EaTmYtAiLpIpEs;684980 said:


> check craigslist I paid $1800 for mine that is in my signature


what he said or any other local message boards in your area,
this time a year though your gonna pay big $$$$ for any type of 4x4 ATV and more if it has a Plow.

Heck I watch the local CL add's all the time and as winter set's in the price's go up. 
start getting some good snow fall's and prices go up some more.

though if your watchfull deals can be found.
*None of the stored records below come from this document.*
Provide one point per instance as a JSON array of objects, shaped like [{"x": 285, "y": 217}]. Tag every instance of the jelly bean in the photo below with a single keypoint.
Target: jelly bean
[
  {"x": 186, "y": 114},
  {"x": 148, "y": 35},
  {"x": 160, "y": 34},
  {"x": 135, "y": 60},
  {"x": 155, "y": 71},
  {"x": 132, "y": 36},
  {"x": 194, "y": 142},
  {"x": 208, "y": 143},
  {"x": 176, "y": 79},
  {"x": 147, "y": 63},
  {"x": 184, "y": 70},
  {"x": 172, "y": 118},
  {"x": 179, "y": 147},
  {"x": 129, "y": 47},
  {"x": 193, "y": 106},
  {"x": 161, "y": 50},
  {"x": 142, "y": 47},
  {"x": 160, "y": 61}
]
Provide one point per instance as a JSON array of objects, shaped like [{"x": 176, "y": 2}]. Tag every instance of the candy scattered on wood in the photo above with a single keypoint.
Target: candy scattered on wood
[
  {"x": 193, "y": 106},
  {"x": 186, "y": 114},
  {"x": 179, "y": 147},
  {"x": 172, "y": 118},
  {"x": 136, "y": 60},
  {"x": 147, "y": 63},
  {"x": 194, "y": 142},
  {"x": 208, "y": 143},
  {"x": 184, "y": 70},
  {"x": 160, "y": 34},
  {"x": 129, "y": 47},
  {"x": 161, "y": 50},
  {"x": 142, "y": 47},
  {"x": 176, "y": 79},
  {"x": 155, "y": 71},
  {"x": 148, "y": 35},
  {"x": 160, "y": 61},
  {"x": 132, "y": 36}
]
I just saw a listing for an 03 honda Foreman for $2850 nice low mile one owner machine and by right is should get about $3500. but the owner want's it out of his garage. I wish i had the money for it.

sublime out.

good luck in your quest.


----------



## sefh (Oct 18, 2005)

I have been checking Craigslist and everyone wants $3500 around here for their machines.


----------



## sefh (Oct 18, 2005)

Still looking for something.


----------



## EaTmYtAiLpIpEs (Aug 23, 2007)

I just paid $1000 for this one on craigslist. it is a 2000 arctic cat 500 auto 4x4 with only 1093 miles on it.


----------



## sefh (Oct 18, 2005)

Yeah I seen that. Wished it was closer to me. That's what I'm looking for!!!!!!!!!!


----------



## EaTmYtAiLpIpEs (Aug 23, 2007)

sefh;726979 said:


> Yeah I seen that. Wished it was closer to me. That's what I'm looking for!!!!!!!!!!


ya the owner said it need some brake work. well when I loaded it up on my trailer the brakes didnt work at all. I took it home and seent he brake fluid was bone dry. I filled it and pumped them up I got a little brake. I am gonna bleed the brakes. my guess is thats the problem for sure. because the pads and rotors all the way around look real good.


----------



## sefh (Oct 18, 2005)

I would guess you have a crack or a hole in the system. Usually they don't loose fluid unless there is a leak. Nice buy on the machine though.


----------